TANITIM
Işıktan doğan ruhlar vardı o dünyada.
İçinde zelzeleler taşıyan ruhlar, günahlarla bezenmiş ruhların eseriydi.
Bu günahkar ruhlar günahlarını kendi ömürlerine hibe etmiş, zehrini tüm masum ruhlara bulaştırıyordu. Biri körelmiş siyahtan, diğeri beyazın en ak tonu iki ruh buldu birbirini. Siyah ruh hakim oldu beyaz ruh’a. Bu hakimiyet günahkar yada günahsız tüm ruhların üstüne, siyah bir leke işledi.

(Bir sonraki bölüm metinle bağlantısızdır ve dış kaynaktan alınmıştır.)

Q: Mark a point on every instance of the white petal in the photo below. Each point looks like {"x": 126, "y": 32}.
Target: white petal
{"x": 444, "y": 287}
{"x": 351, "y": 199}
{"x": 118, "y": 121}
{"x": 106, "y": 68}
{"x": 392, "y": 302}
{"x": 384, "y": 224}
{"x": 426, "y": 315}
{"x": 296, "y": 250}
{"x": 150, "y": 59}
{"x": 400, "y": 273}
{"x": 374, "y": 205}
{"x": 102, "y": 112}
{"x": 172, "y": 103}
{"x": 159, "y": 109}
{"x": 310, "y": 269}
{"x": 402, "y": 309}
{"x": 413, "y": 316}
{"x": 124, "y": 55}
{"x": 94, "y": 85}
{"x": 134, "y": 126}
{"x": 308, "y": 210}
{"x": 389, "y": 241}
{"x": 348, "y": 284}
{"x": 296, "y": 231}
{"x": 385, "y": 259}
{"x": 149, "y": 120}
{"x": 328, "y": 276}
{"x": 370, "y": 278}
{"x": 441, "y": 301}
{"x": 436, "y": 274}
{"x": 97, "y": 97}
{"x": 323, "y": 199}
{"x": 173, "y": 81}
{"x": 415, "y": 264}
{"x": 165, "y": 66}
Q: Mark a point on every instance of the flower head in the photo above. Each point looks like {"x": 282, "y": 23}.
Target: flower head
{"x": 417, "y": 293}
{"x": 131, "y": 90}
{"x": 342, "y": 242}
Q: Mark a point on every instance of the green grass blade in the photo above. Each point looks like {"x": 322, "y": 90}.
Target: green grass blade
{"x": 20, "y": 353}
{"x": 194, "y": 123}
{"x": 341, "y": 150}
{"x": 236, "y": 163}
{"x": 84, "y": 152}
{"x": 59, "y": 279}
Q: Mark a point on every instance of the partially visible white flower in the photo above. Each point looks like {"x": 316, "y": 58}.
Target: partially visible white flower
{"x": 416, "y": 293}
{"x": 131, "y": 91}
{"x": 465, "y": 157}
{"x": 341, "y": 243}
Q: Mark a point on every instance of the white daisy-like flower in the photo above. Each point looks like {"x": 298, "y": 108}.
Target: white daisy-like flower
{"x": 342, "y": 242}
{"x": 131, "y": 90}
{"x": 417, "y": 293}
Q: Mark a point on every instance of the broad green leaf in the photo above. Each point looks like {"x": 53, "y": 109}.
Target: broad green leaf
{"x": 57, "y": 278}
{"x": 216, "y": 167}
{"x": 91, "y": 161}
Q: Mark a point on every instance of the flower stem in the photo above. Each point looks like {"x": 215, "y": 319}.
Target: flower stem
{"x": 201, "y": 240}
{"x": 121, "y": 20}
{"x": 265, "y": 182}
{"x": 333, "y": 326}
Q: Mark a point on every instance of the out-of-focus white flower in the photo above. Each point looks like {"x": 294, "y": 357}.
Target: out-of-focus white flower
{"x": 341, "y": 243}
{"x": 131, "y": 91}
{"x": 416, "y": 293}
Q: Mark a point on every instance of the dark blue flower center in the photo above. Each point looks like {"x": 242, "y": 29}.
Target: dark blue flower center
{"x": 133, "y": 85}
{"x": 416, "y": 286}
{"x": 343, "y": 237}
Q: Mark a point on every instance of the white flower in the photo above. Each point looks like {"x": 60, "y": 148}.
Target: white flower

Her ruh’a etten bir kılıf verildi sonra.
Bu yeni garip şekillere bürünmüş ruhlar, ceza olarak yeni bir dünyaya gönderildi. Siyah ve beyaz ruhlar burda da buldu birbirini. Ayrılık kelimesi peyda oldu ruhların üstüne. Ne yazık ki acıyan artık sadece ruhlar değildi. Sadece ölene kadar kendilerine verilmiş olan kalplerde, bu keskin acıdan aldı nasibini.
Renksiz bir çiçek düştü genç oğlanın üstüne,
Renksiz bir çiçek düştü genç kızın üstüne,
İkiside kalplerine bastırdı bu çiçekleri.
Genç oğlanın çiçeği beyaz bir ışıkla uzadı gökyüzüne,
Genç kızın çiçeği siyah bir ışıkla uzadı yerin yedi kat dibine.
“Geçmişi düşünme” dedi genç kız. “Geçmişi değiştiremezsin, önüne bak.”
“Önüme bakamıyorum” dedi genç oğlan. “Baksam da göremiyorum, yüz üstü düştüm.”
“Belki yeniden, başka bir yerde” dedi genç kız. “Belki yeniden seversin beni.”
“Sevemem” dedi genç oğlan. “Sana tekrar yenilemem.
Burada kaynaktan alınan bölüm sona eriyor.